31 August 2022
Data sharing key for pandemic preparedness
To prepare for future pandemics, Australia would do well to strengthen its data sharing capabilities, according to a CSIRO report released this week.
The report warned that viral disease outbreaks will only increase in occurrence and severity. It identified six key areas in science and technology that Australia should invest in to prevent more pandemics, data sharing being one.
“Data sharing across the healthcare system in a pandemic is critical for the efficient and effective operation of health services and for the benefit of patient outcomes and treatment,” wrote the authors.
The report found that despite data sharing being crucial to pandemic decision making, Australia faces significant limitations in this area.
A lack of standards and interoperability were found to be biggest barriers to efficient data sharing.
“Australia faces data sharing limitations due to the varying governance of health systems within and across jurisdictions, and the inconsistent adoption of technologies and standards,” wrote the authors. “This limits timely and well-informed policy decision making, especially during pandemics.”
The lack of standards between federal, state, and industry meant data was presented in different formats, making it difficult to exchange information across systems.
It also caused issues with sharing sensitive data, as differences in privacy and ethics arrangements across jurisdictions caused delays.
The report pointed to examples abroad where data sharing was done with more success: “Governments in Europe and Asia have data use agreements and transparency guidelines to enable the sharing of de-identified aggregate data from private organisations for pandemics and natural disaster responses.
“These?collaborations require coordinated information exchanges between government and private organisations, and strict measures to protect and ensure cybersecurity.”

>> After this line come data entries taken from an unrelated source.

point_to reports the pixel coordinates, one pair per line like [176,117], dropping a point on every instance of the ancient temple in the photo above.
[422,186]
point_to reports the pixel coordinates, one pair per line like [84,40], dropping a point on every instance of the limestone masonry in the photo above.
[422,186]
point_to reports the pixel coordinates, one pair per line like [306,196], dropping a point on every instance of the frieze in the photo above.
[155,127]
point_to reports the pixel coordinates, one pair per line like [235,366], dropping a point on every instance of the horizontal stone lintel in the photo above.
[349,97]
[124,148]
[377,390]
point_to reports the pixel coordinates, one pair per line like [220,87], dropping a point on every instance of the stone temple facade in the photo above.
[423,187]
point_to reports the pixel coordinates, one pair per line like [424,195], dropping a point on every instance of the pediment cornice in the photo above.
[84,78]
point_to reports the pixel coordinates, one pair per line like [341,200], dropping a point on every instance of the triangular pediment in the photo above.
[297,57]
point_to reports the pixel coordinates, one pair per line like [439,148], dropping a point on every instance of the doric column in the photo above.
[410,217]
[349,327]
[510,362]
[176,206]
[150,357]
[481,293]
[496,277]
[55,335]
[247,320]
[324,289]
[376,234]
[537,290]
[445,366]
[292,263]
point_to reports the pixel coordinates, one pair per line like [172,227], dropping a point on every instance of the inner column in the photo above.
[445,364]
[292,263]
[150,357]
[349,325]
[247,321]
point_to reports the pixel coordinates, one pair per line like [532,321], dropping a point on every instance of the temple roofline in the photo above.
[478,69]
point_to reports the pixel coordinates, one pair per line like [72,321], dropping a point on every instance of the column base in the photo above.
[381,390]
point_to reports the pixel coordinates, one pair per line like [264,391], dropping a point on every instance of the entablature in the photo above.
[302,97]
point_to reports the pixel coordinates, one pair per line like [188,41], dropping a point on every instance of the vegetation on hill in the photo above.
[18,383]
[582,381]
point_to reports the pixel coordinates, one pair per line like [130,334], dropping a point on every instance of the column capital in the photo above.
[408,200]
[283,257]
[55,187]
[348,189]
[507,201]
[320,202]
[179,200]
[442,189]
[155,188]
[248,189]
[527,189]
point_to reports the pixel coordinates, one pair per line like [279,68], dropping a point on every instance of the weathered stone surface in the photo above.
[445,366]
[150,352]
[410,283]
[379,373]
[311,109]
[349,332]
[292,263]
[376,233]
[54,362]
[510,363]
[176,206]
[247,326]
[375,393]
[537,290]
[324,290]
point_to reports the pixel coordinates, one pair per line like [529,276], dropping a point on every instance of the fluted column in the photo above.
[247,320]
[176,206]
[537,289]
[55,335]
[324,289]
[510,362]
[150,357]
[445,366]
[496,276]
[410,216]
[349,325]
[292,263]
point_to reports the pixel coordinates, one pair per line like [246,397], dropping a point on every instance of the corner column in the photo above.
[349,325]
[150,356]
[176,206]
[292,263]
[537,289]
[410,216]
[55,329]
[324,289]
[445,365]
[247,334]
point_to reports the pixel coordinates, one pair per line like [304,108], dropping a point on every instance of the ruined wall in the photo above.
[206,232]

“Australia has national health data standards that are implemented in all jurisdictions and have adaptable guidelines for pandemic responses. These underpin health data collection systems that are interoperable, allowing for the safe, efficient and timely transfer of data insights.
“These developments enable the use of non-health and sensitive data as de-identified insights to inform government decision making during pandemics.”
The three recommendations were:
- Develop national pandemic data standards to streamline data collection and sharing
- Improve capabilities to link health data with non-health data
- Design and integrate smart analytics that can share and analyse sensitive data at a national level
The report suggested that these should be implemented in parallel to the Australian Digital Health Agency’s Draft National Healthcare Interoperability Plan released in 2021.